A Polícia Civil de São Bento do Una, no Agreste de Pernambuco, investiga a morte de Júlia Eduarda Andrade dos Santos, de 26 anos, que estava grávida e foi encontrada morta nesta quarta-feira (12), após sair para se encontrar com o pai do bebê.
A Polícia Civil de São Bento do Una, no Agreste de Pernambuco, investiga a morte de Júlia Eduarda Andrade dos Santos, de 26 anos, que estava grávida e foi encontrada morta com um saco plástico na cabeça nesta quarta-feira (12), após sair para se encontrar com o pai do bebê.
Em entrevista ao repórter Adielson Galvão, o delegado João Mário Gomes, responsável pelo caso, revelou que a vítima desapareceu no dia 5 de novembro, conforme mostram imagens de câmeras de segurança. As autoridades foram notificadas sobre o desaparecimento no dia seguinte, 6 de novembro.
Após dias de buscas, o corpo de Júlia foi localizado no sítio Belo Vale, na zona rural do município. Segundo o delegado, os primeiros indícios apontam para morte por asfixia, mas a causa exata ainda será confirmada pela perícia.
“As investigações estão em andamento. Inicialmente, tudo indica que a vítima tenha sido morta por asfixia”, afirmou o delegado João Mário Gomes.
O principal suspeito do crime é o pai da criança que Júlia esperava.

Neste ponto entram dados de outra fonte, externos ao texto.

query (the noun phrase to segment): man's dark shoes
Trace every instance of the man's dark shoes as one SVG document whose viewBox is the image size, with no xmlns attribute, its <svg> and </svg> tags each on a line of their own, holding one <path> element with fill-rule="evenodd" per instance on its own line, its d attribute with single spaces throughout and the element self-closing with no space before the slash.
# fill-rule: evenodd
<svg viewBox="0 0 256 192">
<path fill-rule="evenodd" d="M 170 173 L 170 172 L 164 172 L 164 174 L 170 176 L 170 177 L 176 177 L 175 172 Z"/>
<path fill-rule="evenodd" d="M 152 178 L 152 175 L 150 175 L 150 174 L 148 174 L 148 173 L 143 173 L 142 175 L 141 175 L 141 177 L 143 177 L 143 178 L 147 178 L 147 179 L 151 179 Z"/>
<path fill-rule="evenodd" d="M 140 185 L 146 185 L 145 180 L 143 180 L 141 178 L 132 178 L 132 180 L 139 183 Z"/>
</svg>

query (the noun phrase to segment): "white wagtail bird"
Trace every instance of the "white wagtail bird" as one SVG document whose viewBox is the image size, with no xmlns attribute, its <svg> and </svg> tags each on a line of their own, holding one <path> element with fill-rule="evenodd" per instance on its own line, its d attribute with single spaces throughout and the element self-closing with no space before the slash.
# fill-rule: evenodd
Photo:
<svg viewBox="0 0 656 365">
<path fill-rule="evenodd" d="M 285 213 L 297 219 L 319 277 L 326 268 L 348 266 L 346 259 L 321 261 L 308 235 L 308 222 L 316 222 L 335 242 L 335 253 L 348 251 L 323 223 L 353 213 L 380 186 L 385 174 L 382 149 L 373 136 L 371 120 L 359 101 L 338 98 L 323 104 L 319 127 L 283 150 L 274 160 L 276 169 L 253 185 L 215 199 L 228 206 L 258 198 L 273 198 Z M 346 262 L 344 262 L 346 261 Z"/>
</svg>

Ele seria o responsável por pagar o exame de ultrassom que motivou o encontro entre os dois. A polícia também apura a possível participação de outras pessoas, entre elas o irmão do suspeito, mencionado por populares.
“Essas informações estão sendo tratadas com cautela e serão confirmadas ou descartadas ao longo da investigação”, explicou o delegado.
Estado de decomposição complica investigações
Devido ao estado avançado de decomposição e à exposição ao sol, não foi possível determinar com precisão as roupas que Júlia usava no momento da morte. A polícia investiga ainda se a vítima chegou a trocar de roupa antes de encontrar o suspeito.
A perícia busca esclarecer se o crime foi cometido no local onde o corpo foi encontrado ou se o sítio foi usado apenas para desova. A presença de sacos plásticos envolvendo o corpo reforça a hipótese de que Júlia tenha sido morta em outro lugar e levada até o terreno já sem vida.
“A vítima tinha um relacionamento com o principal suspeito e confiava nele. Inclusive, ele já havia lhe dado dinheiro em outras ocasiões”, acrescentou o delegado.
Delegado detalha investigação e aponta possível motivação
As autoridades também apontam a possível motivação do crime, levando em consideração o novo namoro de Julia, após o fim do relacionamento com o pai do bebê. “Foi confirmado pelos familiares que Júlia estava grávida de um homem, mas mantinha um relacionamento com outro. Essa condição pode ter sido o estopim da motivação do crime”, explicou o delegado.
O delegado também destacou que o o pai da criança teria apresentado comportamento suspeito. No dia do desaparecimento, o homem teria enfrentado uma pane mecânica no carro, situação confirmada pelo irmão dele, que acabou ajudando nas buscas.
“O irmão do suspeito confirmou ter socorrido o companheiro da vítima naquele dia. A partir dessa informação, a equipe foi até o local indicado e, após buscas nas imediações, encontrou o corpo em um matagal, em uma área isolada e de vegetação alta”, contou o delegado.
O caso segue sendo investigado pela Delegacia de São Bento do Una, que deve ouvir novas testemunhas nos próximos dias para esclarecer a dinâmica do crime e confirmar a participação dos envolvidos.